According to the drive circuit 10 provided by the embodiment of the present application, the driving module 11 can be configured to provide at least one of the constant current and the constant voltage, so that the driving module 11 can be configured to provide the constant current to blow the active fuse 20 under the condition that it is needed to blow the active fuse; because the current is constant, the switching device connected to the driving end of the active fuse 20 can be prevented from being burnt out due to overlarge current; under the condition that it is needed to detect the status of the active fuse, the driving module 11 can be configured to provide the constant voltage to drive the active fuse 20; and because the voltage is constant, a signal acquired during status detection is relatively accurate, thereby improving the accuracy of status detection of the active fuse.

It is to be noted that the driving module 11 can be configured to provide at least one of the constant current and the constant voltage, namely, the driving module 11 can be configured to provide the constant current, the constant voltage, or both the constant current and the constant voltage.

The following is a specific description of the implementation details of the drive circuit in this embodiment, and the following content is only for the convenience of understanding and provided implementation details, and is not necessary for the implementation of this solution.

In some optional embodiments, as shown in FIG. 2, the driving module 11 includes a first driving sub-module 111 and a second driving sub-module 112; the drive circuit 10 can also include a first switching module 12.

The first driving sub-module 111 is connected to the driving end of the active fuse 20 and is configured to provide the constant voltage. The second driving sub-module 112 is connected to an output end of the first driving sub-module 111 by the first switching module 12 and is configured to provide the constant current according to the constant voltage under the condition that the first switching module 12 is conducted.

In case of emergencies, such as vehicle collision, it is needed to blow the active fuse. In most cases, it is needed to detect the status of the active fuse. For example, during the driving of the vehicle, it is needed to detect the status of the active fuse constantly.
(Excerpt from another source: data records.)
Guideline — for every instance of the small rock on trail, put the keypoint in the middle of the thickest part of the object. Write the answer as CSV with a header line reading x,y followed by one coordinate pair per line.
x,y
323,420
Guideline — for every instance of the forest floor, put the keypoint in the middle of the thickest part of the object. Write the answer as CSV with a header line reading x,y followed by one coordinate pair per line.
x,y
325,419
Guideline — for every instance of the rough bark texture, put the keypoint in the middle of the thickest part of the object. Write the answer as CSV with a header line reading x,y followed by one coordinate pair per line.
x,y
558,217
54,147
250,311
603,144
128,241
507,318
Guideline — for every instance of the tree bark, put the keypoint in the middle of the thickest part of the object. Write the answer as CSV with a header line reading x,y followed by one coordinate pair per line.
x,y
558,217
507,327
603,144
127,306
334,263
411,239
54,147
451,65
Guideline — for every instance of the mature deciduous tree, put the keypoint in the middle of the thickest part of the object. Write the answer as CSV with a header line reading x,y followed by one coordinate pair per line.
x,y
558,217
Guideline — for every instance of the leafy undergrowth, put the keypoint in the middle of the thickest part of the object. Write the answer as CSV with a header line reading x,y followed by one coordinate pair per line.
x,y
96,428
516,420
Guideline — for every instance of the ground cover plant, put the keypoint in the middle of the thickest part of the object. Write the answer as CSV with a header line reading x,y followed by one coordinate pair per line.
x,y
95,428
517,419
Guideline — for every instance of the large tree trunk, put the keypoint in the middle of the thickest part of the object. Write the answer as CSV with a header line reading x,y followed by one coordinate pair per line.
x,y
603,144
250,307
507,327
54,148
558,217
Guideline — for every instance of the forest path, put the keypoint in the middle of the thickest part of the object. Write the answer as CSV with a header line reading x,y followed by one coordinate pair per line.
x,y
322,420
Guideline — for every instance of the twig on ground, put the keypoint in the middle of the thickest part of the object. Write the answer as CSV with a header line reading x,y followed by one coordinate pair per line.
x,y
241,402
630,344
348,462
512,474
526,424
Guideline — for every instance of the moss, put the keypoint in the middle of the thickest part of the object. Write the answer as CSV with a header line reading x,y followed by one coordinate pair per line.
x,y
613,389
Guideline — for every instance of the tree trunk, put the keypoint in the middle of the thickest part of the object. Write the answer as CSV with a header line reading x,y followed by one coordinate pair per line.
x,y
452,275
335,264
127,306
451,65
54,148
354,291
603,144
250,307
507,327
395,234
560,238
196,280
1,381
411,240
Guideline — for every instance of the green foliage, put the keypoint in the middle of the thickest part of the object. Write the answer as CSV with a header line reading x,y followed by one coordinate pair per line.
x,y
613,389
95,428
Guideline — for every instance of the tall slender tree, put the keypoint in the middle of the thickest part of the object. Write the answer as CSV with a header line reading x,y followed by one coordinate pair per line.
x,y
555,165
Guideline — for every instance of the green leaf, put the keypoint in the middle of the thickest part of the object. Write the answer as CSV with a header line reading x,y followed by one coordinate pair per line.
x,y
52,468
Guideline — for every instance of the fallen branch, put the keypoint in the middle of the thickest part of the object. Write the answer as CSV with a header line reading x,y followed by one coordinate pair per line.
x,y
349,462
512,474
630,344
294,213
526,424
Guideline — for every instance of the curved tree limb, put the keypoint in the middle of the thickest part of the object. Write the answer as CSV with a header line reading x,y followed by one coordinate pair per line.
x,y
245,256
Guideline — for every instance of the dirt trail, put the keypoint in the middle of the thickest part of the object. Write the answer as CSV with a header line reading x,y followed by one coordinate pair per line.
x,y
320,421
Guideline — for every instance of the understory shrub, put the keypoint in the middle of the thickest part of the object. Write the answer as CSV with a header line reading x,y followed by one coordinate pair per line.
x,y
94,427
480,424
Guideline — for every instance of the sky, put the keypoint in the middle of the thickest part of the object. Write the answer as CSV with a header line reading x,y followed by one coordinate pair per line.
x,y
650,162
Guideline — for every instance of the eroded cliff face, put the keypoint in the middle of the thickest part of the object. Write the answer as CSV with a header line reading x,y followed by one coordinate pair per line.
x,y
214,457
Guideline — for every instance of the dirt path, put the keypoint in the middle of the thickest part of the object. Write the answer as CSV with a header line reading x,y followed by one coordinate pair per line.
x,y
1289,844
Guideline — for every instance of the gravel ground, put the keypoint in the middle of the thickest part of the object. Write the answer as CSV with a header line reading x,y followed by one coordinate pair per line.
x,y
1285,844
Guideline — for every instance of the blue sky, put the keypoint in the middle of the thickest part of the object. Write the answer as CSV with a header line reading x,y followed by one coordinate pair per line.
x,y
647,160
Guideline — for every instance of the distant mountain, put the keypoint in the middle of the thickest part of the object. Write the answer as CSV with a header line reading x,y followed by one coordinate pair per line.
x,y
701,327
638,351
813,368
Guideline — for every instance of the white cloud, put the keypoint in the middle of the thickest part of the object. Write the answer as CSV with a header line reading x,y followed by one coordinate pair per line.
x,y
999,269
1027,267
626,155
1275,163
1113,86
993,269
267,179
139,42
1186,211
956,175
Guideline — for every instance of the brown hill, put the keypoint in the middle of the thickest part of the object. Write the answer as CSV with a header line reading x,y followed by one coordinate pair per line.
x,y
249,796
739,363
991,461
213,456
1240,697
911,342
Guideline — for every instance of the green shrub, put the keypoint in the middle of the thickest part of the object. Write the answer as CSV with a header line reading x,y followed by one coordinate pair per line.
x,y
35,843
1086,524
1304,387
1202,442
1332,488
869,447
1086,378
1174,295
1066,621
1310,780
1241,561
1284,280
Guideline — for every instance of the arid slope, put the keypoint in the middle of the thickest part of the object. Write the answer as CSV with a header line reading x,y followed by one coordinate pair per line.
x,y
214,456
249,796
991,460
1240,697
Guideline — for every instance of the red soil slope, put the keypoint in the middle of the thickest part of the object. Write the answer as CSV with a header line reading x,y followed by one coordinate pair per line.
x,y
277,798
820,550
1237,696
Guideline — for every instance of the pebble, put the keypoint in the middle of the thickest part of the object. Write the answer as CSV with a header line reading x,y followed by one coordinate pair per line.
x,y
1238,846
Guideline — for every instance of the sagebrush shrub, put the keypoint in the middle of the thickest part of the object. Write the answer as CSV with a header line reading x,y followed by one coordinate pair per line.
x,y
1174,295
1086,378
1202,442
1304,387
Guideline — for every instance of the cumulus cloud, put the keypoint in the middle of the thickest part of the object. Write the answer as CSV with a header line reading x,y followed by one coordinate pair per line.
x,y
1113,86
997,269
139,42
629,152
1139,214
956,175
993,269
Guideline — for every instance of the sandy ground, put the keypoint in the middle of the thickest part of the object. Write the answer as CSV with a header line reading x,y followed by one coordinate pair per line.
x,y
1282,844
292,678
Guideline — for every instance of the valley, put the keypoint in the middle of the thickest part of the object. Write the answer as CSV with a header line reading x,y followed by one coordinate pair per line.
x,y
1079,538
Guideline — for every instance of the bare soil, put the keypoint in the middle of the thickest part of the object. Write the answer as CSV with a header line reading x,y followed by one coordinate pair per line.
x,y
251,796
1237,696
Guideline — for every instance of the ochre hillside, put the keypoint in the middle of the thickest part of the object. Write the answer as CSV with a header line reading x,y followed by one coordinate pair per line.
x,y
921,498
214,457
In the embodiment of the present application, under the condition that the first switching module 12 is conducted, the second driving sub-module 112 is configured to provide a constant current according to the constant voltage provided by the first driving sub-module 111. That is, the second driving sub-module 112 is in a working status only under the condition that the first switching module 12 is conducted, and the second driving sub-module 112 can be in a non-working status under the condition that the first switching module 12 is turned off. Therefore, under the condition that it is needed to blow the active fuse, the first switching module 12 can be controlled to be conducted to make the second driving sub-module 112 in the working status; and in most cases, the second driving sub-module 112 can be in the non-working status, which is conducive to reducing the power consumption.

It is to be understood that the second driving sub-module 112 is connected to the output end of the first driving sub-module 111 by the first switching module 12, so that the second driving sub-module 112 can generate the constant current by the constant voltage outputted by the first driving sub-module 111; the constant voltage is applied to the second driving sub-module 112, thus the constancy of the output current can be ensured. In addition, an extra power supply is not needed to be charged for the second driving sub-module 112, so the integral circuit structure of the drive circuit is favorably simplified.

In some optional embodiments, as shown in FIG. 3, the drive circuit 10 also can include a current limiting module 13. The constant voltage provided by the driving module 11 can be transmitted to a driving end of the active fuse 20 by the current limiting module 13. The constant current provided by the driving module 11 is transmitted to a path of the active fuse 20 without passing through the current limiting module 13.

For example, the driving module 11 includes the first driving sub-module 111 for providing the constant voltage, and the current limiting module 13 can be connected between the output end of the first driving sub-module 111 and the driving end of the active fuse 20. The current limiting module 13 does not need to be arranged between the output end of the second driving sub-module 112 and the driving end of the active fuse 20.

The current limiting module 13 can be configured to limit the magnitude of current flowing through the active fuse 20, and the current flowing through the active fuse 20 can be limited to a small current value under the driving of the constant voltage provided by the driving module 11, thereby avoiding blowing the active fuse 20.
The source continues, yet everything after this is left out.